The Authors

Photo by William Mercer McLeod
Edward Miguel, coauthor with Raymond Fisman of Economic Gangsters: Corruption, Violence, and the Poverty of Nations, is associate professor of economics and director of the Center of Evaluations for Global Action at the University of California, Berkeley, where he has taught since 2000. He earned S.B. degrees in both Economics and Mathematics from MIT, and received a Ph.D. in Economics from Harvard University, where he was a National Science Foundation Fellow.
Ted's main research focus is African economic development.

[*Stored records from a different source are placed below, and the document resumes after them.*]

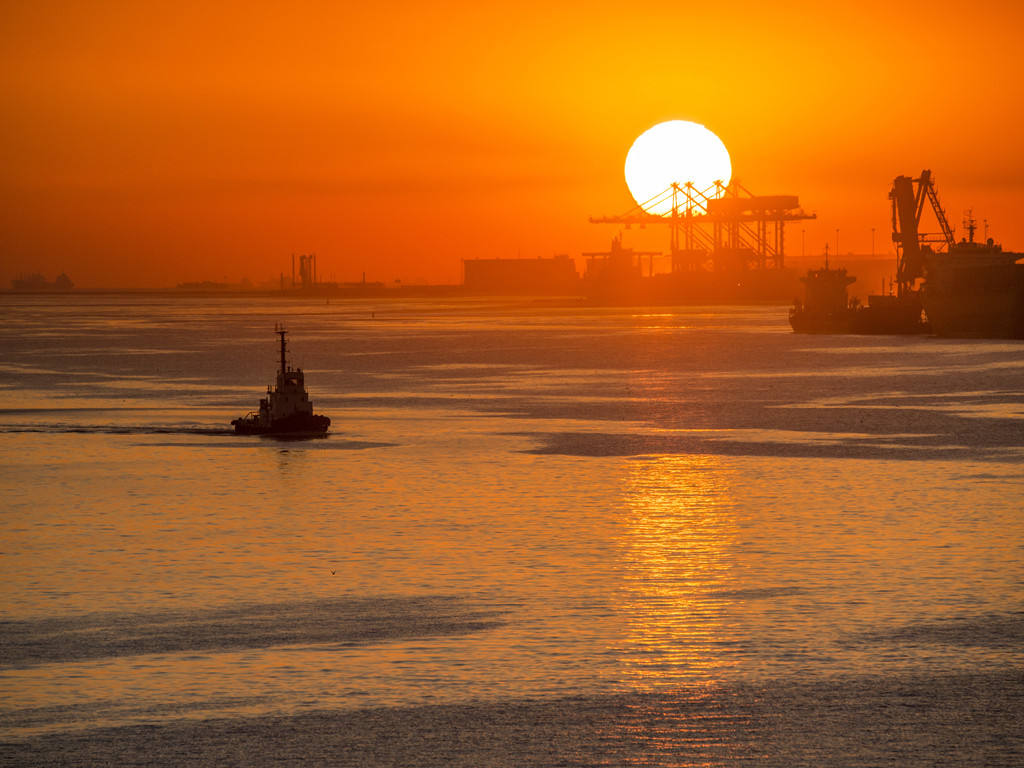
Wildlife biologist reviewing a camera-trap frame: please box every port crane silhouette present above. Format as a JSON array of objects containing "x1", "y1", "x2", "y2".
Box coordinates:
[{"x1": 590, "y1": 180, "x2": 816, "y2": 272}]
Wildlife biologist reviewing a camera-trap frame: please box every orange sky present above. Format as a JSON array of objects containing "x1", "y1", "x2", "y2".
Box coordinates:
[{"x1": 0, "y1": 0, "x2": 1024, "y2": 288}]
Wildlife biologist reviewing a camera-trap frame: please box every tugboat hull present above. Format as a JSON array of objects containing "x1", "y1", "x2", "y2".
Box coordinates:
[
  {"x1": 231, "y1": 414, "x2": 331, "y2": 437},
  {"x1": 231, "y1": 328, "x2": 331, "y2": 437}
]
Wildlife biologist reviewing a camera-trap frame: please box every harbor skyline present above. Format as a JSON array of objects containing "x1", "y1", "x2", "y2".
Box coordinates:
[{"x1": 0, "y1": 2, "x2": 1024, "y2": 289}]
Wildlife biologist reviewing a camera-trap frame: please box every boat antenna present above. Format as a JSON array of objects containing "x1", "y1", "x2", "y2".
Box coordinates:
[{"x1": 273, "y1": 324, "x2": 288, "y2": 374}]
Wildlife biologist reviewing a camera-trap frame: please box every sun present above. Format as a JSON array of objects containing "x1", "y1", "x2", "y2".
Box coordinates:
[{"x1": 626, "y1": 120, "x2": 732, "y2": 216}]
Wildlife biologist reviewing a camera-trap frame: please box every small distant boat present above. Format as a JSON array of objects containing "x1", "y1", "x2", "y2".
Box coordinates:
[{"x1": 231, "y1": 328, "x2": 331, "y2": 437}]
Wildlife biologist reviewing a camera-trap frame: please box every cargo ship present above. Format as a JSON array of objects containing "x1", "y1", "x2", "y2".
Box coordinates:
[
  {"x1": 790, "y1": 246, "x2": 857, "y2": 334},
  {"x1": 790, "y1": 246, "x2": 930, "y2": 335},
  {"x1": 922, "y1": 218, "x2": 1024, "y2": 339},
  {"x1": 231, "y1": 328, "x2": 331, "y2": 437}
]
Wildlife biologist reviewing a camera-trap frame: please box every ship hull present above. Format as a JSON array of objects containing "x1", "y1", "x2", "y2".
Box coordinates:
[
  {"x1": 231, "y1": 414, "x2": 331, "y2": 437},
  {"x1": 924, "y1": 263, "x2": 1024, "y2": 339}
]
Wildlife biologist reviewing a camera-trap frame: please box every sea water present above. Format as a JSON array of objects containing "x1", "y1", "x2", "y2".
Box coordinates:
[{"x1": 0, "y1": 295, "x2": 1024, "y2": 766}]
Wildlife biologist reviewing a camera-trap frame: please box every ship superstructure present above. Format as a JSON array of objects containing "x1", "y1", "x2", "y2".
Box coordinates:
[
  {"x1": 890, "y1": 170, "x2": 1024, "y2": 339},
  {"x1": 231, "y1": 327, "x2": 331, "y2": 436}
]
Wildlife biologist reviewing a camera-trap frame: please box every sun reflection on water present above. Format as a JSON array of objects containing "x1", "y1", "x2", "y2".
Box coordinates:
[{"x1": 618, "y1": 455, "x2": 736, "y2": 691}]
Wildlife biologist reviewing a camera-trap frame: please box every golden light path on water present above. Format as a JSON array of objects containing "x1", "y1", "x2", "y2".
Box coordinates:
[{"x1": 621, "y1": 456, "x2": 735, "y2": 690}]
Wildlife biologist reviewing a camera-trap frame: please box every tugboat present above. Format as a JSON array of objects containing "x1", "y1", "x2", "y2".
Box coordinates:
[{"x1": 231, "y1": 327, "x2": 331, "y2": 437}]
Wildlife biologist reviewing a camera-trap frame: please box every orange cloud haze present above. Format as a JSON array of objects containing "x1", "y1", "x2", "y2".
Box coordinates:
[{"x1": 0, "y1": 0, "x2": 1024, "y2": 287}]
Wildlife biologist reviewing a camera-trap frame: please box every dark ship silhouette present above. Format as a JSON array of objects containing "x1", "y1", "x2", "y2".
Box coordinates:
[
  {"x1": 231, "y1": 328, "x2": 331, "y2": 437},
  {"x1": 790, "y1": 170, "x2": 1024, "y2": 339}
]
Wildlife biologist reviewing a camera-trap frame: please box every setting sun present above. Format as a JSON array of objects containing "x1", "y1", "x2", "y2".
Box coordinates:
[{"x1": 626, "y1": 120, "x2": 732, "y2": 216}]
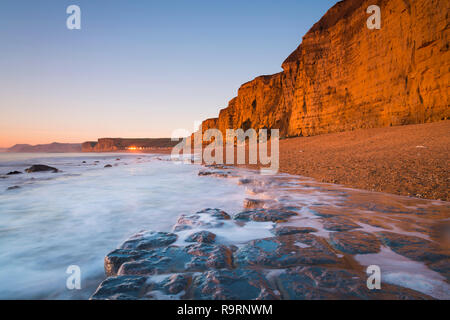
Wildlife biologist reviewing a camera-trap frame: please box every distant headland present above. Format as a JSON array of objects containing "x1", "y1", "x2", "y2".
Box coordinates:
[{"x1": 81, "y1": 138, "x2": 178, "y2": 152}]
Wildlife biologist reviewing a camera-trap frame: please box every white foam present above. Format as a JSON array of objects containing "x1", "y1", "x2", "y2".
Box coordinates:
[{"x1": 355, "y1": 247, "x2": 450, "y2": 300}]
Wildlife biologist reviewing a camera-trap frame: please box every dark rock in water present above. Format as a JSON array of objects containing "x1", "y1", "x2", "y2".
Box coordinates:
[
  {"x1": 25, "y1": 164, "x2": 59, "y2": 173},
  {"x1": 192, "y1": 270, "x2": 279, "y2": 300},
  {"x1": 174, "y1": 208, "x2": 231, "y2": 231},
  {"x1": 91, "y1": 276, "x2": 147, "y2": 300},
  {"x1": 118, "y1": 246, "x2": 190, "y2": 275},
  {"x1": 234, "y1": 234, "x2": 339, "y2": 268},
  {"x1": 198, "y1": 170, "x2": 231, "y2": 178},
  {"x1": 330, "y1": 231, "x2": 381, "y2": 254},
  {"x1": 271, "y1": 226, "x2": 318, "y2": 236},
  {"x1": 118, "y1": 243, "x2": 233, "y2": 275},
  {"x1": 238, "y1": 178, "x2": 253, "y2": 185},
  {"x1": 322, "y1": 216, "x2": 361, "y2": 231},
  {"x1": 276, "y1": 267, "x2": 431, "y2": 300},
  {"x1": 120, "y1": 231, "x2": 178, "y2": 250},
  {"x1": 197, "y1": 208, "x2": 231, "y2": 220},
  {"x1": 377, "y1": 231, "x2": 450, "y2": 279},
  {"x1": 244, "y1": 198, "x2": 267, "y2": 209},
  {"x1": 186, "y1": 231, "x2": 216, "y2": 243},
  {"x1": 105, "y1": 249, "x2": 145, "y2": 276},
  {"x1": 6, "y1": 171, "x2": 22, "y2": 176},
  {"x1": 233, "y1": 209, "x2": 297, "y2": 222},
  {"x1": 159, "y1": 274, "x2": 192, "y2": 294}
]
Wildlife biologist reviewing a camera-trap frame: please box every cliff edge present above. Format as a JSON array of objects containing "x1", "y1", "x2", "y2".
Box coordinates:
[{"x1": 202, "y1": 0, "x2": 450, "y2": 137}]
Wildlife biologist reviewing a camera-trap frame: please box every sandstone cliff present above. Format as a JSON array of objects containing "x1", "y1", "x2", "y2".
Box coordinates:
[{"x1": 202, "y1": 0, "x2": 450, "y2": 137}]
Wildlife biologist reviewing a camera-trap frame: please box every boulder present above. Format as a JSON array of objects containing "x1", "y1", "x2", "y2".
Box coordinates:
[
  {"x1": 91, "y1": 276, "x2": 147, "y2": 300},
  {"x1": 120, "y1": 231, "x2": 178, "y2": 250},
  {"x1": 271, "y1": 226, "x2": 318, "y2": 236},
  {"x1": 330, "y1": 231, "x2": 381, "y2": 254},
  {"x1": 185, "y1": 231, "x2": 216, "y2": 243},
  {"x1": 6, "y1": 171, "x2": 22, "y2": 176},
  {"x1": 234, "y1": 234, "x2": 340, "y2": 268},
  {"x1": 276, "y1": 266, "x2": 432, "y2": 300},
  {"x1": 233, "y1": 209, "x2": 297, "y2": 222},
  {"x1": 192, "y1": 270, "x2": 279, "y2": 300}
]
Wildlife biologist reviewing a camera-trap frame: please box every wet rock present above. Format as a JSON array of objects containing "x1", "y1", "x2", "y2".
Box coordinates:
[
  {"x1": 234, "y1": 234, "x2": 339, "y2": 268},
  {"x1": 322, "y1": 216, "x2": 361, "y2": 231},
  {"x1": 377, "y1": 231, "x2": 450, "y2": 279},
  {"x1": 120, "y1": 231, "x2": 178, "y2": 250},
  {"x1": 192, "y1": 270, "x2": 279, "y2": 300},
  {"x1": 233, "y1": 209, "x2": 297, "y2": 222},
  {"x1": 330, "y1": 231, "x2": 381, "y2": 254},
  {"x1": 118, "y1": 246, "x2": 191, "y2": 275},
  {"x1": 118, "y1": 243, "x2": 233, "y2": 275},
  {"x1": 197, "y1": 208, "x2": 231, "y2": 220},
  {"x1": 186, "y1": 231, "x2": 216, "y2": 243},
  {"x1": 158, "y1": 274, "x2": 192, "y2": 294},
  {"x1": 271, "y1": 226, "x2": 318, "y2": 236},
  {"x1": 244, "y1": 198, "x2": 267, "y2": 209},
  {"x1": 198, "y1": 170, "x2": 231, "y2": 178},
  {"x1": 6, "y1": 171, "x2": 22, "y2": 176},
  {"x1": 25, "y1": 164, "x2": 59, "y2": 173},
  {"x1": 104, "y1": 249, "x2": 145, "y2": 276},
  {"x1": 174, "y1": 208, "x2": 231, "y2": 232},
  {"x1": 276, "y1": 267, "x2": 430, "y2": 300},
  {"x1": 238, "y1": 178, "x2": 253, "y2": 185},
  {"x1": 91, "y1": 276, "x2": 147, "y2": 300}
]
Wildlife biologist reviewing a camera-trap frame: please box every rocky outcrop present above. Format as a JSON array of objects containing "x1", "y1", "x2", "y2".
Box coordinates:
[
  {"x1": 81, "y1": 138, "x2": 178, "y2": 152},
  {"x1": 92, "y1": 167, "x2": 450, "y2": 300},
  {"x1": 202, "y1": 0, "x2": 450, "y2": 137}
]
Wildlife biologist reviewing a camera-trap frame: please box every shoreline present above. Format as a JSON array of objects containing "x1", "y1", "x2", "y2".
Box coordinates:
[
  {"x1": 90, "y1": 166, "x2": 450, "y2": 300},
  {"x1": 229, "y1": 120, "x2": 450, "y2": 201}
]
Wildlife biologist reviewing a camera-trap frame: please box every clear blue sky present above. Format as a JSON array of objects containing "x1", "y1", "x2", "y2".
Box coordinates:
[{"x1": 0, "y1": 0, "x2": 337, "y2": 147}]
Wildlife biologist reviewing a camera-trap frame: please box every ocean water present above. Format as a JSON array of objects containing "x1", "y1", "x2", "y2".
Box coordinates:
[
  {"x1": 0, "y1": 153, "x2": 250, "y2": 299},
  {"x1": 0, "y1": 153, "x2": 450, "y2": 299}
]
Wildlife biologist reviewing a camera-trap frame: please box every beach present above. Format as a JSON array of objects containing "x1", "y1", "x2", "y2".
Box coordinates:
[{"x1": 236, "y1": 120, "x2": 450, "y2": 201}]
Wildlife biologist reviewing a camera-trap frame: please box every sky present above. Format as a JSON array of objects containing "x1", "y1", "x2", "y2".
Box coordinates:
[{"x1": 0, "y1": 0, "x2": 337, "y2": 148}]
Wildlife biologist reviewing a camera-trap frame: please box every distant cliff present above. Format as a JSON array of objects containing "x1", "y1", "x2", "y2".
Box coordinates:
[
  {"x1": 81, "y1": 138, "x2": 178, "y2": 152},
  {"x1": 202, "y1": 0, "x2": 450, "y2": 137},
  {"x1": 6, "y1": 142, "x2": 81, "y2": 153}
]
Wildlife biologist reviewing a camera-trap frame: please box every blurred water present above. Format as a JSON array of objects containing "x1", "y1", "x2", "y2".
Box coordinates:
[{"x1": 0, "y1": 153, "x2": 245, "y2": 299}]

He has conducted field work in Kenya, Sierra Leone, Tanzania, and India. Ted is a Faculty Research Associate of the National Bureau of Economic Research, Associate Editor of the Quarterly Journal of Economics, recipient of the 2005 Alfred P. Sloan Fellowship, and winner of the 2005 Kenneth J. Arrow Prize awarded annually by the International Health Economics Association for the Best Paper in Health Economics.
William Easterly is the author of The Elusive Quest for Growth: Economists' Adventures and Misadventures in the Tropics (MIT Press, 2001) and The White Man's Burden: Why the West's Efforts to Aid the Rest Have Done So Much Ill and So Little Good. He is Professor of Economics at New York University (Joint with Africa House), Codirector of NYU's Development Research Institute, visiting Fellow at the Brookings Institution, and Nonresident Fellow of the Center for Global Development in Washington, DC.